Il numero di siti web che diffondono propaganda sulla guerra in Ucraina è esploso quasi sei mesi dopo che l’Unione Europea ha bandito due dei più grandi canali di disinformazione della Russia.

Dopo che la Russia ha invaso l’Ucraina a febbraio, l’Unione Europea ha deciso di vietare due servizi di notizie online russi, RT e Sputnik.

Tuttavia, la Russia ha trovato il modo di eludere il divieto, rinominando l’azienda per nasconderlo.

Hanno trasferito alcuni dei loro doveri pubblicitari ai diplomatici.

In alcuni casi, tagliano e incollano molti contenuti su nuovi siti Web, quelli che, finora, non hanno collegamenti chiari alla Russia.

NewsGuard, una società con sede a New York che studia e tiene traccia della disinformazione online, ha identificato 250 siti Web che proliferano attivamente la disinformazione russa sulla guerra con dozzine di nuovi siti aggiunti negli ultimi mesi.

Le accuse su questi siti Web includono accuse secondo cui l’esercito ucraino ha lanciato alcuni mortali attacchi russi per ottenere il sostegno globale, che il presidente ucraino Volodymyr Zelensky falsifica apparizioni pubbliche o che i rifugiati ucraini stanno commettendo crimini in Germania e Polonia.

Alcuni siti web formano gruppi di riflessione o testate giornalistiche indipendenti.

Il presidente russo Vladimir Putin presiede la riunione del Consiglio di sicurezza in videoconferenza
L’Unione Europea ha deciso di bloccare i siti di disinformazione russi dopo che Vladimir Putin ha ordinato alle forze russe di entrare in Ucraina a febbraio. (AP: Sputnik / Alexey Nikolsky / File)

Circa la metà di questi siti è in inglese e alcuni sono in francese, tedesco o italiano.
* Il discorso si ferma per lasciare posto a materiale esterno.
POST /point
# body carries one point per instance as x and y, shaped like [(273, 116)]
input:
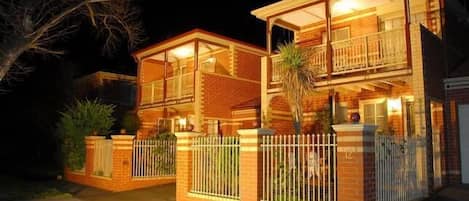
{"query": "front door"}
[(464, 141)]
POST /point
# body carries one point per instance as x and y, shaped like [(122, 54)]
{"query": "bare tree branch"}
[(34, 26)]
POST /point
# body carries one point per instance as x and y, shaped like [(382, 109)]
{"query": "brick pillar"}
[(121, 161), (184, 164), (90, 141), (355, 162), (250, 163)]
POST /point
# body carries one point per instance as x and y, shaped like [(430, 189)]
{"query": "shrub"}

Molti sono stati creati molto prima della guerra e non era chiaro se fossero collegati al governo russo fino a quando all’improvviso hanno iniziato a far eco ai punti di discussione al Cremlino.

“Potrebbero creare siti dormienti”, ha affermato Gordon Crovitz, co-CEO di NewsGuard.

I siti Web dormienti sono siti Web creati per una campagna di disinformazione che rimangono in gran parte dormienti, costruendo lentamente un pubblico attraverso post innocui o irrilevanti, per poi passare alla pubblicità o alla disinformazione a un certo punto nel tempo.

Sebbene l’analisi di NewsGuard abbia rilevato che gran parte della disinformazione sulla guerra in Ucraina proveniva dalla Russia, ha riscontrato casi di false affermazioni con un’inclinazione filo-ucraina.

Comprendeva accuse su un combattente hotshot noto come Ghost of Kyiv che i funzionari in seguito hanno riconosciuto come una leggenda.

YouTube, TikTok e Meta, che possiede Facebook e Instagram, si sono impegnati a rimuovere RT e Sputnik dalle loro piattaforme all’interno dell’Unione Europea.

Tuttavia, i ricercatori hanno scoperto che in alcuni casi, tutto ciò che la Russia doveva fare per eludere il divieto era pubblicarlo da un account diverso.